The U.S. government has responded to America's economic crisis primarily by borrowing and printing dollars--shiploads of dollars. Pushed by the forces of a lot of supply and not so much demand, the dollar has not surprisingly fallen in value. Euro bloc nations have grumbled about the rise of the Euro, especially export-dependent Germany. Several smaller Asian exporting nations have recently been buying dollars in order to defend their currencies. Oil exporters, like Russia and the OPEC nations, have complained of losses in their holdings of dollar-denominated assets and hinted at pricing oil in a basket of currencies to free themselves of dollar risk. In short, the U.S. government's primary response to the economic crisis has imposed losses on the rest of the world.

The flood of the cheap money being pumped out by the Fed has fueled the "carry trade," in which speculators borrow dollars at extremely low interest rates, convert them into currencies where interest rates are higher (such as in much of Asia) and invest overseas for those higher returns. This outflow of dollars is stimulating economic activity in other nations, and appears to be creating asset bubbles in Asia. While other nations don't mind a touch of stimulus courtesy of the Fed, many in Asia have vivid and disturbing memories of the Asian financial crisis of 1997-98, when asset bubbles fueled by inflows of foreign capital burst painfully and caused severe recessions.

There is little sign that the U.S. government intends to pull its stimulus back. The Fed has made clear its intention to maintain zero interest rates as far into the future as one can foresee. The carry trade will expand and perhaps even explode--in a time of slow economic recovery, it's one of the very few ways to make fast money. China will complain and lecture, but won't change the exchange rate of the yuan by much, because it needs continued access to American markets. Other exporting nations will grumble and defend their currencies with little likelihood of long term success. Oil exporters and other holders of dollars (including China and Japan) will take more losses on their dollar reserves, as there is no other currency or asset into which they can easily transfer their wealth.

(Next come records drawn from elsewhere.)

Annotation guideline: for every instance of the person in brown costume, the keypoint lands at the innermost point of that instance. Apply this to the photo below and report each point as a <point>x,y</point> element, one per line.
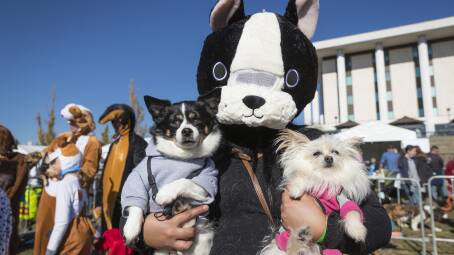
<point>81,124</point>
<point>14,175</point>
<point>125,152</point>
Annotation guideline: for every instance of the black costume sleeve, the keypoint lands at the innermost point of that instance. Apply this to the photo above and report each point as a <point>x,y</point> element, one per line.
<point>378,229</point>
<point>139,150</point>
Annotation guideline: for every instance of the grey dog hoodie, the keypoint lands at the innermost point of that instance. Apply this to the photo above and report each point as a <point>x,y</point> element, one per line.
<point>137,191</point>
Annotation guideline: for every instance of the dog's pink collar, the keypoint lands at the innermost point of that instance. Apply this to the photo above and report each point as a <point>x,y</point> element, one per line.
<point>282,240</point>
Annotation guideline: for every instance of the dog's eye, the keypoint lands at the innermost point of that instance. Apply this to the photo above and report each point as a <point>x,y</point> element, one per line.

American and Chinese expediency have created dangerous dynamics in the world economy. America can win only if other nations continue to fund its gigantic deficits and tolerate its uncontrolled printing of dollars by taking losses as the dollar falls. China can win only if it continues to export to America and hope that other nations will help it fund America's deficits while they become more vulnerable to Chinese exports themselves. The rest of the world is scrambling to figure out how to limit its losses and avoid being blown up by carry trade asset bubbles. Everyone, one way or another, is trying to shift their economic problems to other nations, a process that won't have a happy ending. This is starting to look like a game of musical chairs where the limited number of chairs is diminishing and all could end up net losers. If, somehow, the people running these nations would stop playing a children's game.